È proprio così. Nei momenti liberi, durante il mio ultimo viaggio in Senegal, ho visitato Dakar e ho scoperto l’Isola di Gorée. Questo luogo ha una storia molto interessante, legata alla tratta degli schiavi africani, che da quel porto partivano, dopo essere stati rinchiusi in condizioni al limite della sopravvivenza in un grande edificio, per le Americhe. Partivano tutti da lì. L’odore di morte che aleggia nelle stanze di quel provvisorio alloggio, in attesa del viaggio, parla della sottomissione di popolazioni libere, considerate alla stregua degli animali da lavoro, senza che venisse loro riconosciuta la dignità umana. Sono state ritrovate, e quindi sono esposte, anche le palle di ferro che venivano legate ai piedi degli schiavi, pesano tantissimo. Noi oggi forse non riusciamo neanche a renderci conto dell’orrore che devono avere provato quegli uomini e quelle donne.
Dimmi, come ha fatto a capire di cosa avevano bisogno nel villaggio in cui vai?
L’ho capito una volta andata lì la prima volta per portare un’ambulanza, mettendomi d’accordo con l’amico di papà, che mi aveva lasciato questa missione da compiere quando se ne è andato. Avrei voluto partire subito, ma il lockdown me lo ha impedito, eravamo ad inizio 2020, ma appena abbiamo potuto metterci in movimento, con l’aiuto economico di alcuni amici, abbiamo acquistato la prima ambulanza perché c’era una difficoltà a portare le donne incinte che avevano problemi in ospedale. Si registrava perciò un’alta mortalità femminile. Quando sono arrivata lì, mi sono resa conto che non bastava l’ambulanza, perché questa deve coprire 70-80 chilometri per raggiungere l’ospedale più vicino. Come mamma, osservavo con ansia i bambini che giocavano vicino ai pozzi dalla vera bassa, ma consideravo che a una semplice malattia, a una banale infezione, non si sarebbe potuto porre rimedio, vista la mancanza di presidi sanitari.
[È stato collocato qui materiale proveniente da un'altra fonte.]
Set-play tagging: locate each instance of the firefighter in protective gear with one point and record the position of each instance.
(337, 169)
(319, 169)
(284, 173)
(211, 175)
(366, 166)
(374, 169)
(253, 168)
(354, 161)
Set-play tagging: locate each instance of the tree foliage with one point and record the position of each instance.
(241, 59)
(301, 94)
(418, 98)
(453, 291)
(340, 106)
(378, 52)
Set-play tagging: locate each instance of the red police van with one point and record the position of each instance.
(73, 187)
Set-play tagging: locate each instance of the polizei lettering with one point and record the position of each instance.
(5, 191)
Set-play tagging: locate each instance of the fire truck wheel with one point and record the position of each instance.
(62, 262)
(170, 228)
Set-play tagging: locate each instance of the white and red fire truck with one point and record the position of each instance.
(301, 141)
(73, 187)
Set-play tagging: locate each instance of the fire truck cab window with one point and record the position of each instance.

Parlaci in dettaglio del tuo progetto.
Oltre al poliambulatorio vorremmo costruire un ambiente per ospitare una sala cinematografica di cui mi ha fatto dono il proprietario del Teatro Partenio di Avellino. Quando Raffaele Pagnotta ha sentito che volevamo acquistare una sala da proiezione da offrire ai bambini del Kolda, non ha esitato, con grande generosità, a donarmi una sala cinematografica completa con i DVD delle fiabe in francese, che sarà installata dai suoi tecnici e che ora attende di essere inviata. Certe volte penso che la realtà superi la fantasia.
Qual è il tuo messaggio per chi volesse aiutare?
Chi volesse venire come volontario è bene accetto. Per chi volesse donare questo è l’IBAN che può essere utilizzato con causale: Progetto Senegal.
Ti facciamo le nostre congratulazioni per il tuo impegno, Elvira, e ti chiediamo di aggiornarci sulla realizzazione del progetto.